Le prix des machines n'a pas été intégralement réglé par la Société DIAPLAST.
Juste avant l'ouverture de la procédure collective de la société DIAPLAST, et sur instructions du gérant de la société KWF, Monsieur KRONENBERGER, deux préposés, Messieurs K... et D..., ont enlevé, le 13 octobre 1999, la scie à parcloses, la table de montage et le poste de vissage des locaux de la société DIAPLAST.
La Société DIAPLAST a été admise au bénéfice du redressement judiciaire suivant jugement rendu le 19 octobre 1999 par le Tribunal de Commerce de COUTANCES. Aux termes d'une décision rendue le 5 mai 2000, elle a fait 1'objet d'un plan de redressement par voie de cession Maître Jean DENIS a été désigné à cette occasion en qualité de commissaire à l'exécution du plan.

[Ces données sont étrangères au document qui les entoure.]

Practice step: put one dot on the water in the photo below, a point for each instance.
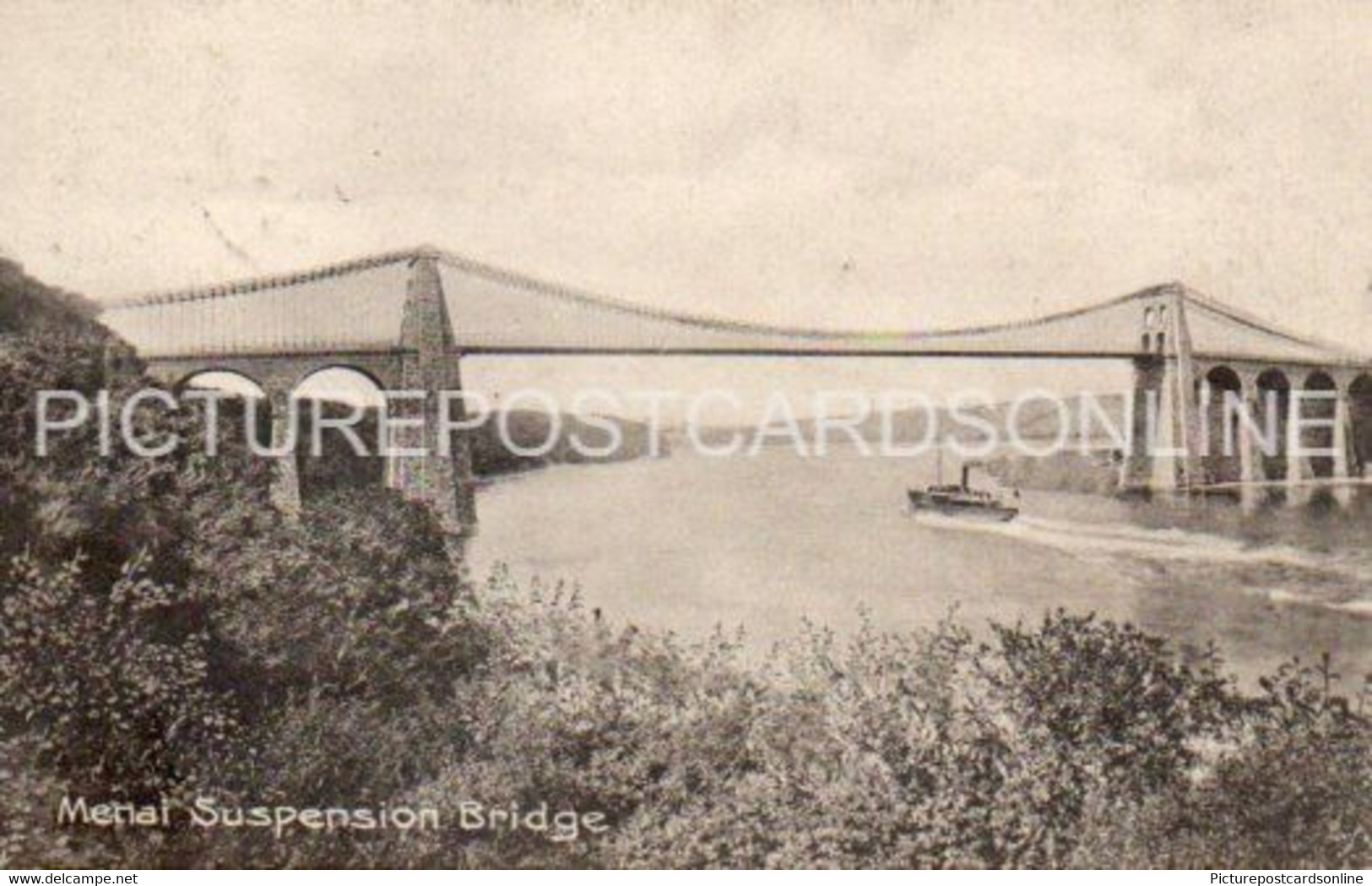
(689, 543)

Des poursuites du chef de vol des matériels ont été engagées contre Messieurs KRONENBERGER, D... et K..., ainsi que celle du chef de dégradation de véhicule à l'encontre de Monsieur K....

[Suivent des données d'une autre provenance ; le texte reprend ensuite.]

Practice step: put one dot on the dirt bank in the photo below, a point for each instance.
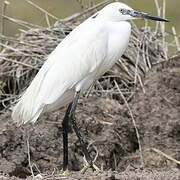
(108, 127)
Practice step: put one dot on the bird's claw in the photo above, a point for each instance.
(64, 172)
(87, 166)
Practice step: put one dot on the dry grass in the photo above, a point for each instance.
(22, 57)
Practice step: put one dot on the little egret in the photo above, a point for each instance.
(76, 63)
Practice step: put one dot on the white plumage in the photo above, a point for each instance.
(80, 59)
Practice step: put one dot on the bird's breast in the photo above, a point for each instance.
(118, 39)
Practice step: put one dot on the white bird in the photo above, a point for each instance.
(76, 63)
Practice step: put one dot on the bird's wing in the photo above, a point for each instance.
(74, 58)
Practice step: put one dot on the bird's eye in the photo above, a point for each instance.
(121, 10)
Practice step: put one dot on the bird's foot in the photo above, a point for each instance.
(87, 166)
(64, 172)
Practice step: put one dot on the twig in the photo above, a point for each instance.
(41, 9)
(22, 23)
(5, 3)
(134, 123)
(176, 38)
(165, 155)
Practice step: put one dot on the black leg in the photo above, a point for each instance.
(76, 129)
(65, 137)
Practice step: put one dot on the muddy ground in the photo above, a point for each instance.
(108, 127)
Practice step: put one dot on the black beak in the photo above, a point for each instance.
(147, 16)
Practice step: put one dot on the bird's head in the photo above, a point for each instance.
(121, 12)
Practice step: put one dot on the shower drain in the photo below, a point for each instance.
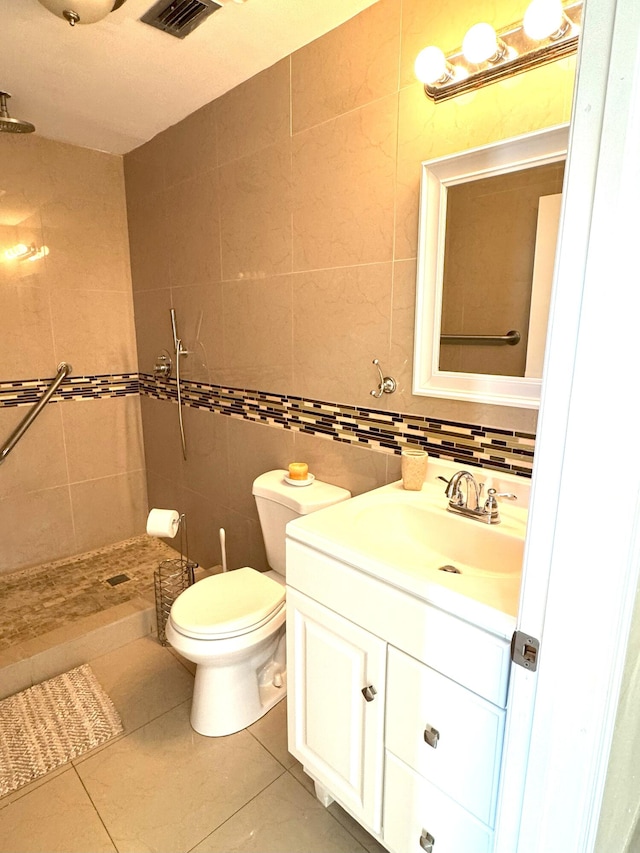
(116, 579)
(451, 569)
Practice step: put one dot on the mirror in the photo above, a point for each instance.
(488, 227)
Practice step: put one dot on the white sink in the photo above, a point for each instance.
(411, 540)
(407, 529)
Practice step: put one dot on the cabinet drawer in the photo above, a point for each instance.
(446, 733)
(413, 808)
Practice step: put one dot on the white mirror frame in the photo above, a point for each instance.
(510, 155)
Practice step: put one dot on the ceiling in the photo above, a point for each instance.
(115, 84)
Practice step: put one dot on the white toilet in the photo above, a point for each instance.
(232, 625)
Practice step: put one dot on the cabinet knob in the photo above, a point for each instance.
(427, 841)
(431, 736)
(369, 692)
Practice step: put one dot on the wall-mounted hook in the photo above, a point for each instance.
(387, 383)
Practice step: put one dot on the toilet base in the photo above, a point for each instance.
(223, 704)
(232, 691)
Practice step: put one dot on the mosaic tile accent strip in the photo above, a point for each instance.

Un jugement de relaxe a été rendu le 3 octobre 2000 par le Tribunal de Grande Instance de Coutances statuant en matière correctionnelle, à 1'égard de Messieurs KRONENBERGER, K... et D... du chef de vol des matériels récupérés et du chef de dégradation s'agissant de Monsieur K....

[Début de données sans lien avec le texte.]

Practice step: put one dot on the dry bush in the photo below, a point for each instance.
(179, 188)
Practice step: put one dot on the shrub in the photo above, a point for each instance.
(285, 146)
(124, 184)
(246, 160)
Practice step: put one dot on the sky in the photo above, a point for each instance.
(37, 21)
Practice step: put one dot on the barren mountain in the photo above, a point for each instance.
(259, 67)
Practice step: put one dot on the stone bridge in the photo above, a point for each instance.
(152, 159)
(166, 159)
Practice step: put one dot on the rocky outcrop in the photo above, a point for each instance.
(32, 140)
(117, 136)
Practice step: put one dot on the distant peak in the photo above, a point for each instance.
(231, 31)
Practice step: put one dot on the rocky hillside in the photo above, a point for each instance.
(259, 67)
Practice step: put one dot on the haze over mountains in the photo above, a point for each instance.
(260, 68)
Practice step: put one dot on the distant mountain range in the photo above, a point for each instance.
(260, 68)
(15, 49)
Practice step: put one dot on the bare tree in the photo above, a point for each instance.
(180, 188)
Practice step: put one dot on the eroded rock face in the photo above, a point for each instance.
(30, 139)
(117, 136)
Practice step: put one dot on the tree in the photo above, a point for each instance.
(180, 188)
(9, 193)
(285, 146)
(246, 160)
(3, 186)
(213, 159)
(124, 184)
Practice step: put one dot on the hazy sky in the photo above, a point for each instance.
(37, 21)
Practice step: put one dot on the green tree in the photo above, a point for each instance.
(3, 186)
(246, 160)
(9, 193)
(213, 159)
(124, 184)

Maître DENIS, agissant en qualité d'administrateur judiciaire, de commissaire à l'exécution du plan et de mandataire ad hoc de la société DIAPLAST, a engagé à l'encontre de la société KWF une action en responsabilité du fait de ses préposés à raison de l'enlèvement des machines ainsi que de la détérioration du véhicule automobile de la société débitrice.
Par jugement en date du 21 février 2003, le Tribunal de Commerce a :
-déclaré irrecevable les demandes présentées par Me DENIS, pour autorité de la chose jugée en application de l'article 122 du Nouveau Code de procédure civile
-fixé la créance de la Société KWF au passif du redressement judiciaire de la Société DIAPLAST à la somme de 17. 047,53 € en principal
-dit n'y avoir lieu à exécution provisoire de la décision.
Me DENIS, ès qualités, a interjeté appel de ce jugement devant la Cour d'appel de CAEN en sollicitant la condamnation de la Société KWF à lui verser les sommes de 645,05 € correspondant aux travaux nécessaires à la remise en état du véhicule Renault Clio, la somme de 22 062,42 € à titre de dommages et intérêts en réparation du préjudice financier subi à la suite de la reprise injustifiée d'une scie à parcloses, et la somme de 38 896,21 € à titre de dommages et intérêts en réparation du préjudice subi à la suite de la reprise injustifiée d'une table de montage et d'un poste de vissage, outre les intérêts.
Par arrêt du 1er juillet 2004, la Cour d'appel de CAEN a déclaré recevable et bien fondé l'appel et condamné la Société KWF à verser à Me DENIS ès qualités, la somme de 645,05 € pour la remise en état de la voiture Clio et les sommes de 15 442,69 € et 27 927,34 € à titre de dommages et intérêts en réparation du préjudice subi en raison de la reprise injustifiée des différents matériels et a débouté la société KWF de sa demande reconventionnelle.
La Société KWF a formé un pourvoi en cassation.
Par un arrêt en date du 4 avril 2006, la Chambre commerciale de la Cour de cassation a, au visa des articles 1382 et 1351 du Code civil, cassé et annulé en toutes ses dispositions l'arrêt rendu par la Cour d'appel de CAEN et renvoyé les parties devant la Cour d'appel de RENNES.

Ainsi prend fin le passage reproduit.